Мои легкие сжались, сжимаясь в груди.
«Если бы только Рейна была здесь», — подумал я в миллионный раз. Бабушка пригрозила, что заберет мои деньги на колледж, если я ей расскажу. Она не хотела, чтобы моя шестнадцатилетняя сестра была запятнана моей распущенностью. Единственная причина, по которой я согласился, заключалась в том, что я не хотел, чтобы моя младшая сестра расстраивалась. Она работала изо всех сил, и последнее, что я хотел видеть, это то, чтобы бабушка забрала и у нее деньги на обучение.
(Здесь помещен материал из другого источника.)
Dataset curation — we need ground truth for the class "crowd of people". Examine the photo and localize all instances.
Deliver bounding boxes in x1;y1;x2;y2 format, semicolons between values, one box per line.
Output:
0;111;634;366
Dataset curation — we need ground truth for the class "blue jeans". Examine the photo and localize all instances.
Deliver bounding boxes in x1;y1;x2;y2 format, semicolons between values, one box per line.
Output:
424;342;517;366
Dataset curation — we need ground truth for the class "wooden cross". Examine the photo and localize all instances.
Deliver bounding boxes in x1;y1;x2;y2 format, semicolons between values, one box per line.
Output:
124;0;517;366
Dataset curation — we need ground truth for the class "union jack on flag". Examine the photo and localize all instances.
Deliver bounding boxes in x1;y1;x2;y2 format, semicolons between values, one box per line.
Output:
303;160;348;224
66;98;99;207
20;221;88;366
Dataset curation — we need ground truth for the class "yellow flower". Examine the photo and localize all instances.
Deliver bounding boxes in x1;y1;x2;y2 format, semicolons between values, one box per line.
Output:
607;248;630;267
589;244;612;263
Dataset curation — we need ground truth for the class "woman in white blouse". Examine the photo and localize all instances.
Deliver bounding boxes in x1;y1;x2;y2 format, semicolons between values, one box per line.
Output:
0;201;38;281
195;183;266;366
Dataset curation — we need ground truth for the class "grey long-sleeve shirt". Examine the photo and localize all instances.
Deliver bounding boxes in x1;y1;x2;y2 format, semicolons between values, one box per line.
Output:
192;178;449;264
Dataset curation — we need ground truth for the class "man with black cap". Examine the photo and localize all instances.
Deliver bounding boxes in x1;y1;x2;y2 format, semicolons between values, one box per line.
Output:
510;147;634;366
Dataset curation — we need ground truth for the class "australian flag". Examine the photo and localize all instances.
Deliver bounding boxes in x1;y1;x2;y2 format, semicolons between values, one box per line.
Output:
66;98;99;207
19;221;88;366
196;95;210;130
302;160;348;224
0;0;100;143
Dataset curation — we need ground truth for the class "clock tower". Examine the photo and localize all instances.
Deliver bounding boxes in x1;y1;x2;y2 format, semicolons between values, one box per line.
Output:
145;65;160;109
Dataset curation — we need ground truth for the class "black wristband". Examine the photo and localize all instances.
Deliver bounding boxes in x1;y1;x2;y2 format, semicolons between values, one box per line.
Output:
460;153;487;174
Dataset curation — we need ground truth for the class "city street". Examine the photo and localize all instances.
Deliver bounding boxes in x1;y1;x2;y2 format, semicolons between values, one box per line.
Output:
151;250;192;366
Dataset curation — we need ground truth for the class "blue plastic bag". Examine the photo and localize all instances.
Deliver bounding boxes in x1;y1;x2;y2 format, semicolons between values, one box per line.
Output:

"Слишком молод. Слишком глупо. Слишком слеп. Слова бабушки, сказанные ранее, заполнили мой череп, и мне ненавистно было то, что она была права. Чертовски. Ненавидел. Это. «Вы с Рейной должны разорвать порочный круг», — выплюнула она, разочарование окрасило ее лицо. «Сможем ли мы когда-нибудь положить конец этому циклу внебрачных детей?»
Ее разглагольствования продолжались и продолжались на протяжении всего полета над Атлантикой. Это заставило меня вспомнить маму и их аргументы. С моих губ сорвался сдавленный протест, и я снова вернулся к пятилетнему возрасту.
«Бесполезно. Позор." Я до сих пор помнил, как смятение мелькнуло во взгляде мамы при резких словах бабушки. Как слезы наполнили ее глаза. Это были одни из последних слов, которые я когда-либо слышал перед тем, как моя болезнь взяла верх.
Прежде чем мир замолчал.
Я проснулась от пота на висках, боли в сердце и чьего-то тела, прижавшегося ко мне.
Рейна крепко спала у меня на руках, наркотики покинули ее организм. Я до сих пор не мог поверить, что она была под крышей. Все могло закончиться намного хуже, чем произошло, и хотя я знал, что это несправедливо с моей стороны, я винил в этом братьев Леоне.
Им следует лучше проверять своих людей. В клубе должно быть больше вышибал, чтобы женщины не подвергались риску быть обманутыми. Я улыбаюсь впервые со вчерашнего вечера, просто думая о том, как Рэйвен показала этого ублюдка. Она разбила ему череп пивной бутылкой, и в обозримом будущем он, вероятно, не сможет нормально функционировать.
Если предположить, что Амон Леоне не убивал его.
Никаких жалоб от меня. Пусть этот ублюдок умрет.
Рейна зашевелилась в моих руках, ее кудри рассыпались по моим ногам и рукам, и я сосредоточился на том, что у меня было.
Семья. Друзья. Музыка.
Это было все, что мне было нужно. На данный момент. Я знал, что чего-то – кого-то – не хватает, и однажды я пойду искать. За ту маленькую жизнь, которую я вырастил под своим сердцем, которая была оторвана от меня без единого слова «привет» или «прощай».